また、どちらかが日本人でない場合、原則、日本人配偶者の氏は変わりません。しかし、日本人配偶者の氏を外国人の氏にする場合は、婚姻成立から 6 ヶ月以内に「外国人との婚姻による氏の変更届」を出さなくてはいけません。しかし、婚姻成立から 6 ヶ月が経過した後に氏を変更する場合は、日本の家庭裁判所の許可が必要となります。

アメリカと日本で使用している氏が異なる場合

例えば、アメリカ式で最初に”旧姓のまま(A)”で結婚し、その後、日本式で”相手の氏(B)”になった場合。

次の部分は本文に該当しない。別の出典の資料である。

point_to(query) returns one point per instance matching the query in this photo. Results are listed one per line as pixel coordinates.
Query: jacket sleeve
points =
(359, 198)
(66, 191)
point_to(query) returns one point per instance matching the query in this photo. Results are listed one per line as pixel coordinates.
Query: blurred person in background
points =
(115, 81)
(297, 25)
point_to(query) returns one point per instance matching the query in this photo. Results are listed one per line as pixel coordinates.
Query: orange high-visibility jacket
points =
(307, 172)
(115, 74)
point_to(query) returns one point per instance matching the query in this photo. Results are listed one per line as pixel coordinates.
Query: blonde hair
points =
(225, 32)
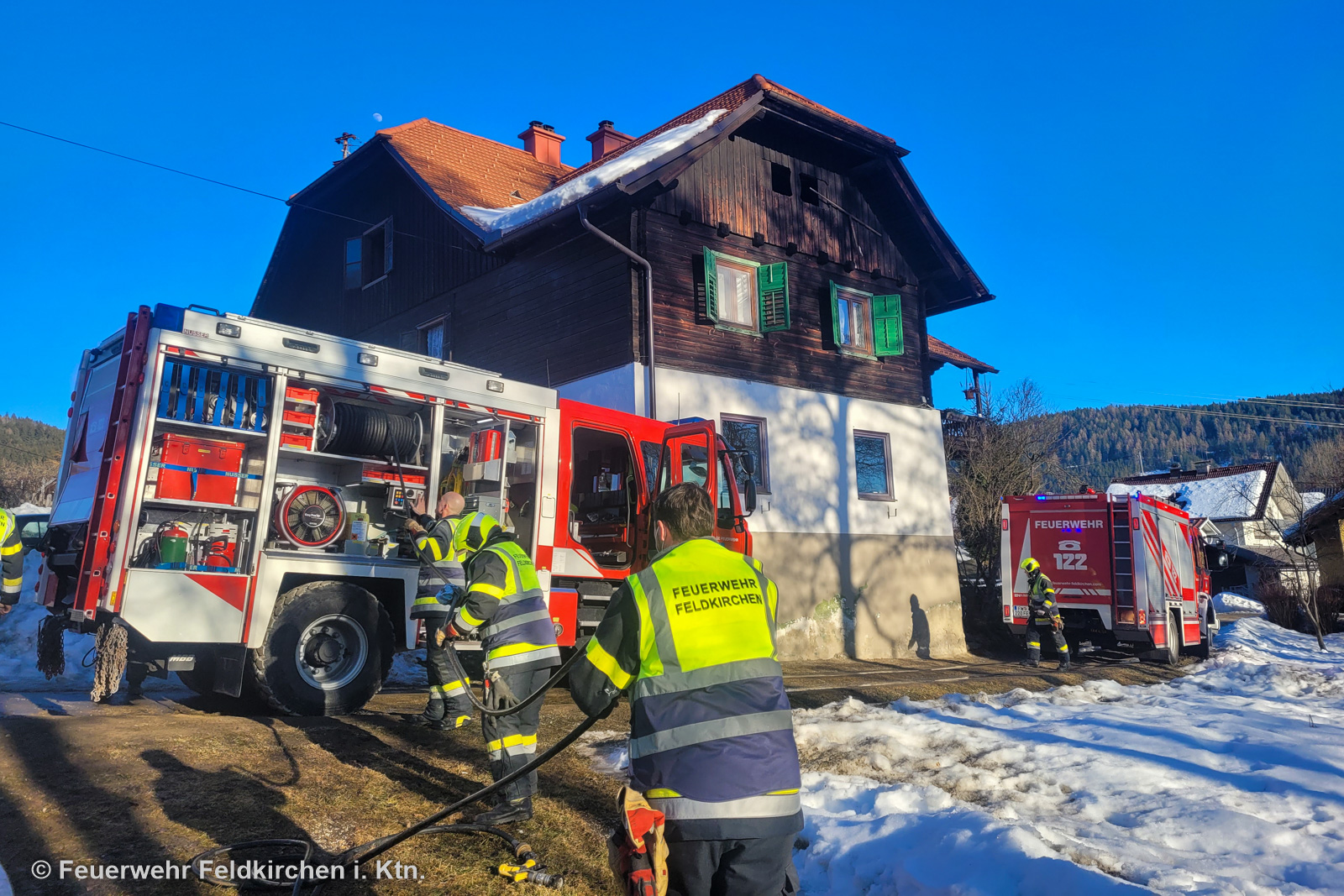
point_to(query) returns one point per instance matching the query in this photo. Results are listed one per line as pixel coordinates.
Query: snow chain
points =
(109, 663)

アメリカ式ではラストネームはAなので、ソーシャルセキュリティー等書類関係はAで作られているかと思います。これをその後、Bに変更する場合には、結婚、離婚、裁判所命令といった書類が必要になります。

また、結婚の時期は同時期でも、日本での書類とアメリカでのSSNなどの書類名が異なることをなるべく避けるために、旧姓をミドルネームに入れたり、パスポートでは(カッコ)で表記する人も多いです。

アメリカではSSNやグリーンカード、日本では戸籍、パスポートなどが主な身分証明書になるので、それらとどうやって苗字を合わせていくか、よく吟味してから決めていく(変更していく)のが良いでしょう。苗字を変更するのも、手間と費用がかかりますからね。

ちなみに、パスポートで A(B)と旧姓をカッコ書きにしてラストネームにしている場合、航空チケットをとる場合は、ラストネームの書き方が航空会社によって異なるようです。
例えばJALですと空白なしでABと登録しなくてはいけません。
チケットをとる際に、必ず航空会社ごとで確認してください。
※チケット購入後の名前変更は基本的にできないので、注意してください。